Wireless communication between electronic devices is no longer dependent on intricate cables or fibers, while WPT offers the possibility to cut the shackle to the power supply. At a time when battery technologies, including capacity, life and size are struggling to meet the needs of mobile electronic devices, a broadcast system for simultaneous wireless communication and power transmission is an enabling technology for 6G. This eliminates battery cost as well as space for the battery and related electronics. Moreover, charging or changing of the battery will no longer be required.
This is not an entirely new concept. As early as the beginning of 20th century, Nikola Tesla put forward the idea of wireless energy transmission; he stated: “When the wireless transmission of power is made commercial, transport and transmission will be revolutionized…” Now, after nearly 100 years of development, there are already many wireless transmission technologies, roughly divided into two categories: resonate coupling and electromagnetic (EM) radiation.
EM radiation which supports simultaneous wireless communication and wireless power has the greater potential.5 Near field communication technologies (commonly within 10 cm) were the first to provide solutions for short-range simultaneous wireless communication and power transfer at 6.78 and 13.56 MHz. For long-range applications, the use of mmWave signals is attracting increased interest. Massive MIMO and beamforming technologies make it possible to realize simultaneous wireless communication and power transfer in picocells and femtocells. For long-range, high power transfer, e.g. to power drones or satellites, light wave or laser may be a better choice.

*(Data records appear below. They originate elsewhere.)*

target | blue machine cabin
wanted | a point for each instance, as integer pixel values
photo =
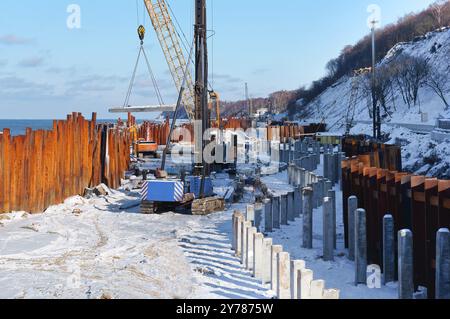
(166, 191)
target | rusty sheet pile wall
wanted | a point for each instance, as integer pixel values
(417, 203)
(43, 168)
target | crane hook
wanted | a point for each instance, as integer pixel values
(141, 33)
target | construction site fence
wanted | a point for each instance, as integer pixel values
(44, 167)
(417, 203)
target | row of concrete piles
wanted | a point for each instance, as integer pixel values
(314, 191)
(404, 272)
(288, 279)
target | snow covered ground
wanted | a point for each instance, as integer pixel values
(339, 274)
(421, 155)
(97, 248)
(102, 248)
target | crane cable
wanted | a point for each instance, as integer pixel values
(152, 76)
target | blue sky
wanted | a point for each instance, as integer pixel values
(48, 70)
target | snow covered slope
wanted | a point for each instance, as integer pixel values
(332, 104)
(420, 153)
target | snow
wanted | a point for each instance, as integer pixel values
(332, 104)
(99, 248)
(420, 154)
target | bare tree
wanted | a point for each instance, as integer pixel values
(438, 82)
(410, 74)
(437, 9)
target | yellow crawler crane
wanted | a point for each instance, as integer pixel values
(170, 44)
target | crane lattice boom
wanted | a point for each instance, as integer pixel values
(168, 38)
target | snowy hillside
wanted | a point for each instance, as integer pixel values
(341, 105)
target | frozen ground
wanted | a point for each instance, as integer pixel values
(102, 248)
(108, 251)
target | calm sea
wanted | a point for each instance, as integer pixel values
(18, 127)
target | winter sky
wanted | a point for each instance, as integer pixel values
(48, 69)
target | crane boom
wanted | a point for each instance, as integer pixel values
(170, 44)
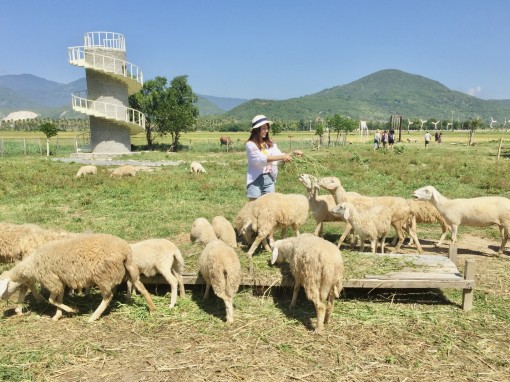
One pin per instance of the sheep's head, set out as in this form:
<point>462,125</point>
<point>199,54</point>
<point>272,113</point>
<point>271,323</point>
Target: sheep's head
<point>330,183</point>
<point>425,193</point>
<point>7,286</point>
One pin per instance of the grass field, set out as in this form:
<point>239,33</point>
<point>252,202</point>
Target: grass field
<point>379,335</point>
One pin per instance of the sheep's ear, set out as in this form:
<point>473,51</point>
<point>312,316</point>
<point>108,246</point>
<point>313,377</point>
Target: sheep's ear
<point>4,284</point>
<point>275,255</point>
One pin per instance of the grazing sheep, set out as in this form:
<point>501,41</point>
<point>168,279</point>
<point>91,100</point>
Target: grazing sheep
<point>401,211</point>
<point>225,141</point>
<point>196,168</point>
<point>161,256</point>
<point>86,170</point>
<point>317,265</point>
<point>275,210</point>
<point>79,262</point>
<point>320,205</point>
<point>202,231</point>
<point>368,224</point>
<point>224,230</point>
<point>425,212</point>
<point>483,211</point>
<point>127,170</point>
<point>221,269</point>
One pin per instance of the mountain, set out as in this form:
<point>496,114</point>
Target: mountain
<point>377,97</point>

Electromagnetic Radiation Pollution
High intensity electromagnetic waves not only affect the operation of some high precision electronic devices, but may also have an impact on humans, animals, plants and the natural environment. Electromagnetic radiation in nature is distributed in the form of white noise; however, the massive application of electromagnetic technologies has changed the distribution of the noise spectrum.

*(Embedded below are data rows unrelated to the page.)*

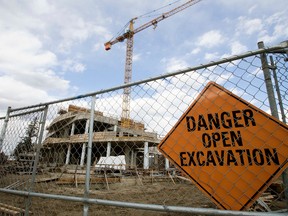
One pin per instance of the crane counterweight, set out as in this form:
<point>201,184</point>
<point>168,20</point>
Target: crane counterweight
<point>129,53</point>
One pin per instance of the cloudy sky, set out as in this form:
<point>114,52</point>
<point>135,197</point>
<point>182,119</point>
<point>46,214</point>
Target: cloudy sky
<point>54,49</point>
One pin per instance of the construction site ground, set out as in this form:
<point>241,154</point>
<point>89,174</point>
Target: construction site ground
<point>163,193</point>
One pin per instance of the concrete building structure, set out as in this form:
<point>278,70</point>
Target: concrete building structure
<point>67,140</point>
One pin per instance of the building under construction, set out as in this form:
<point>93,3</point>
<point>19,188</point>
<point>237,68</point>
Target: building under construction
<point>68,134</point>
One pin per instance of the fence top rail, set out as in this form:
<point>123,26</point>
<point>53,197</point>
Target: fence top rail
<point>273,49</point>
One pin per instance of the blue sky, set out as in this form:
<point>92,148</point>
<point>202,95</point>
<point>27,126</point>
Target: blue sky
<point>54,49</point>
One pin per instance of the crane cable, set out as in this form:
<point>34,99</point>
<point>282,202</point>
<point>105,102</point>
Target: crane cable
<point>146,15</point>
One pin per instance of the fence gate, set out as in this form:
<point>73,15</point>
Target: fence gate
<point>188,145</point>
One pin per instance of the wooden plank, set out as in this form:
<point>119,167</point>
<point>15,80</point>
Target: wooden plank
<point>11,210</point>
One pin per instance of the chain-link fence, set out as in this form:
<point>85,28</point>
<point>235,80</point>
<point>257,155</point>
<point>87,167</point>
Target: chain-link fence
<point>78,155</point>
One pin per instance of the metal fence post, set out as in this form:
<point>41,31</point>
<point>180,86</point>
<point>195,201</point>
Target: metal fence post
<point>3,131</point>
<point>268,82</point>
<point>273,67</point>
<point>37,156</point>
<point>89,153</point>
<point>272,103</point>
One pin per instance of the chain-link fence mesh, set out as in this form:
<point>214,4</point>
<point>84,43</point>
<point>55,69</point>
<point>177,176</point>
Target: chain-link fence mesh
<point>47,149</point>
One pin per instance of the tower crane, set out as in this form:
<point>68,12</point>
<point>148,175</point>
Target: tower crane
<point>129,35</point>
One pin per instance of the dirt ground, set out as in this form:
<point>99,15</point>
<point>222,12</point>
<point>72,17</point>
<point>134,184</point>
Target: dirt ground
<point>178,193</point>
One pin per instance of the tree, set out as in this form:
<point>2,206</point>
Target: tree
<point>26,144</point>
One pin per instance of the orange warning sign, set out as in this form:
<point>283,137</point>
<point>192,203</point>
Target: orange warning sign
<point>229,148</point>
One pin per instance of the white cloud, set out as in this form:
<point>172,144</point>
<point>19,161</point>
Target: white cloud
<point>71,65</point>
<point>249,26</point>
<point>210,39</point>
<point>15,93</point>
<point>174,64</point>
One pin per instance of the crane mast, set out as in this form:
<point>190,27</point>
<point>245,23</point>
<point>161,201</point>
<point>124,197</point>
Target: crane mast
<point>129,35</point>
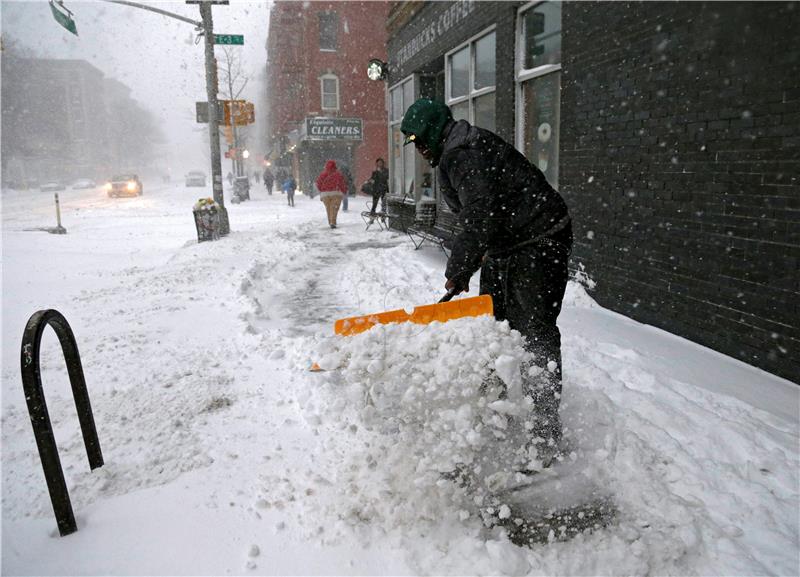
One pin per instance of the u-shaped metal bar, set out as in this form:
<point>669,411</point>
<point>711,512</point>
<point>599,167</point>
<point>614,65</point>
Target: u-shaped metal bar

Studies of electromagnetic radiation risks may be found in the literature.6 For human beings, the first is the thermal effect. More than 70 percent of the human body is water. When electromagnetic energy is absorbed by the body, water molecules collide, and electromagnetic energy is converted into heat energy. Excessive electromagnetic radiation affects tissue development, bone development and vision. The other effect is genetic; microwave energy can damage chromosomes. Animal testing has found a large dose of electromagnetic radiation will accelerate chromosomal variation.

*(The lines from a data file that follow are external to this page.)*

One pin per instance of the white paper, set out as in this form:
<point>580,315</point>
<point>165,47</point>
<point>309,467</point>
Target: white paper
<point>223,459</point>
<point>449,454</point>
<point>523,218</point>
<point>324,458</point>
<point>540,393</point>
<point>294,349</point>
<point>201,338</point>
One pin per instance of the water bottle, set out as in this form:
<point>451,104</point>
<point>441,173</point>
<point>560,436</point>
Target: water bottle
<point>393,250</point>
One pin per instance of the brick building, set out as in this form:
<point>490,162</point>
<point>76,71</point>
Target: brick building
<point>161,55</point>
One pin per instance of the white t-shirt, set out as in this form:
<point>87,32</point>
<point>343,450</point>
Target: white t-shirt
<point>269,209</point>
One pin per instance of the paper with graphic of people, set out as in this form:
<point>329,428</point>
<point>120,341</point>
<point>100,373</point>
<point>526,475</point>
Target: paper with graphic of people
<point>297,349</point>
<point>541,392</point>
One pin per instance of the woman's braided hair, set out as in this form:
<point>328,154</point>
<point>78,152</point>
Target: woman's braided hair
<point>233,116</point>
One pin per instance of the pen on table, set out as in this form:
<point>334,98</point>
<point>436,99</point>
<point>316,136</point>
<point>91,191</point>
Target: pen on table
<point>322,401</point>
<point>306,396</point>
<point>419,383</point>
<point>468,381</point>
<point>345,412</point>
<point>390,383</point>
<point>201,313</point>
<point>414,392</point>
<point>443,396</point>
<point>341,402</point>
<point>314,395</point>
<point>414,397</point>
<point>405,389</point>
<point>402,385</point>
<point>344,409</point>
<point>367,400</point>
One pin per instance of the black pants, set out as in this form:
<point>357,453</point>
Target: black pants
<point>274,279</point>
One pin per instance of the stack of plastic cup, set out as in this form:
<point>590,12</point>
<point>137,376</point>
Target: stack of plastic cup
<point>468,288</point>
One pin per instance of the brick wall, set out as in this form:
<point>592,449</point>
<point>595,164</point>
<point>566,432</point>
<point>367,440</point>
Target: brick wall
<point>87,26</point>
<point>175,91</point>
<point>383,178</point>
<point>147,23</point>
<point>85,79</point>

Computer Science and Engineering
AI is considered the most promising enabling 6G technology.1, 7 It has been applied in robotics, economics and political decision-making, control and simulation systems. We are already surrounded by AI such as intelligent search engines and smooth-talking AI assistants. Since Garry Kasparov, the former world chess champion was defeated by ‘Deep Blue’ in 1997, AI has been overtaking humans in field after field. Twenty years later, AlphaGo defeated the best Go player Ke Jie in 2017; Go is considered the most complex board game in the world with even more variables than the stars in the universe.